Croc is one of those Bat-villians that, if you’re not careful, can turn the modern, post-Miller Dark Knight back into the goofy fifties Caped Crusader who flies around the galaxy in a bat-rocket. Or worse, into the postmodern incarnation who refers to himself as “the Gaddamn Batman”, and seems to be the belligerent, testosterone-pumped version of the fifties Batman, fighting hulk-sized sewer mutants and extra-terrestrial death gods.

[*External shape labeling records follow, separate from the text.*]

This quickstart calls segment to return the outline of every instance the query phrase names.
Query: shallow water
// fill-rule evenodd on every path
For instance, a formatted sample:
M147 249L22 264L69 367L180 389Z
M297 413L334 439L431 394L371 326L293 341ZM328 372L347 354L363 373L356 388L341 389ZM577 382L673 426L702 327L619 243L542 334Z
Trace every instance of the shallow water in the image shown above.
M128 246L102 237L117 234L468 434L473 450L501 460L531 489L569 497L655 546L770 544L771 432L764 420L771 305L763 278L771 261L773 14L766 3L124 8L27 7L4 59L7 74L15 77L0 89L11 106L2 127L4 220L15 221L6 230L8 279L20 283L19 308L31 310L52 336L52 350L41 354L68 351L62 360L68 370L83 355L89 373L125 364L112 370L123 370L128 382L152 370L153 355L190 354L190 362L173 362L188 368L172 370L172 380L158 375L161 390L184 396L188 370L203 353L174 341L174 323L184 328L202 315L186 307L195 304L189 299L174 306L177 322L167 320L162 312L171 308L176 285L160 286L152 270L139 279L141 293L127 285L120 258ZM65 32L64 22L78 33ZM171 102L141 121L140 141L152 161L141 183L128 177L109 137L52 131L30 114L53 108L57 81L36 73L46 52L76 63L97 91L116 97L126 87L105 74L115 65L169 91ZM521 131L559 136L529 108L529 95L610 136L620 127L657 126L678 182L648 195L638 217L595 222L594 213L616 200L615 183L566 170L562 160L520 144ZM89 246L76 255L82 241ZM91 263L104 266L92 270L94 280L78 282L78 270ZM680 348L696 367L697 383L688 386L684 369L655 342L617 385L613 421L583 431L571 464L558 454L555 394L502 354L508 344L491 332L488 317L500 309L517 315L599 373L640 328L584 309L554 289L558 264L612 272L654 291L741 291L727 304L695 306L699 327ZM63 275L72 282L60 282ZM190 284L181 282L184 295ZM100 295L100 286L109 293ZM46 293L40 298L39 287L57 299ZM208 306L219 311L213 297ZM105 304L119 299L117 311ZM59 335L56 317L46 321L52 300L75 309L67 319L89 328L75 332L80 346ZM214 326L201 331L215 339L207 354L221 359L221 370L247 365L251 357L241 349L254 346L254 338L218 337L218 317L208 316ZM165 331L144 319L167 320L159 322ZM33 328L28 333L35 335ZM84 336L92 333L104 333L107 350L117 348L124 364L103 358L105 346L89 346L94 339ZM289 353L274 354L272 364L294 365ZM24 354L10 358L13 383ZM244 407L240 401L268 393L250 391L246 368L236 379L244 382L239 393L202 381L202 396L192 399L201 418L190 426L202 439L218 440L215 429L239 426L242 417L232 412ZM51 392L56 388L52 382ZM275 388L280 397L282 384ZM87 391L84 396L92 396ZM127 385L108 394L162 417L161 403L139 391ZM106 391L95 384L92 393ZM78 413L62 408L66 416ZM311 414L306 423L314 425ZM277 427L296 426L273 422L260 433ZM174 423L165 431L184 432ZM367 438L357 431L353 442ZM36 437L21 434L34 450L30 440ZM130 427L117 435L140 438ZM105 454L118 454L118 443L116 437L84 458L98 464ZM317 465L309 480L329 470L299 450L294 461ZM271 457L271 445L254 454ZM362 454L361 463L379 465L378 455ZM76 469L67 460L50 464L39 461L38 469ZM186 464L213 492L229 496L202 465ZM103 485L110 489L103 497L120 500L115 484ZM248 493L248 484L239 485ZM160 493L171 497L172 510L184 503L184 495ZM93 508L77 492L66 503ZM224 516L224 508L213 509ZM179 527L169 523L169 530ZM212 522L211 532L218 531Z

Yet as Chip Kidd so eloquently put it, the Batman’s greatest appeal is that he can endure so many reinventions without breaking. Everybody has a different take, from the early creepy Bat-Man of Bob Kane, to Bill Finger’s Caped Crusader with kid side-kick, to the dorky pointy-eared Buck Rogers of the fifties, to Marv Wolfman and Neal Adams’ Dark Knight Detective, to Miller’s gritty street monster and beyond… and they’re all the true Batman.
My personal favorite take exists in a world that, if not possible, is not patently impossible. It’s a world without magic or science fiction, without Lazarus pits or aliens in red capes. And certainly no giant mutated crocodile men with super strength.
And so my Killer Croc is not the big green monster of the current comics and videogames. He’s just a guy who won the circus freakshow lottery, suffering from ichthyosis, AND gigantism, AND a harelip. The odds of someone getting so many rare disorders is probably next to impossible, but only for the given value of impossible. He COULD happen. And that’s how I like my Batman. He’s impossible, but only because he’s never happened…
Once again, I’m indebted to Paul Dini and Bruce Timm’s ‘Batman: the Animated Series’ for a much less outrageous, much more believable monster, with potential for very human pathos.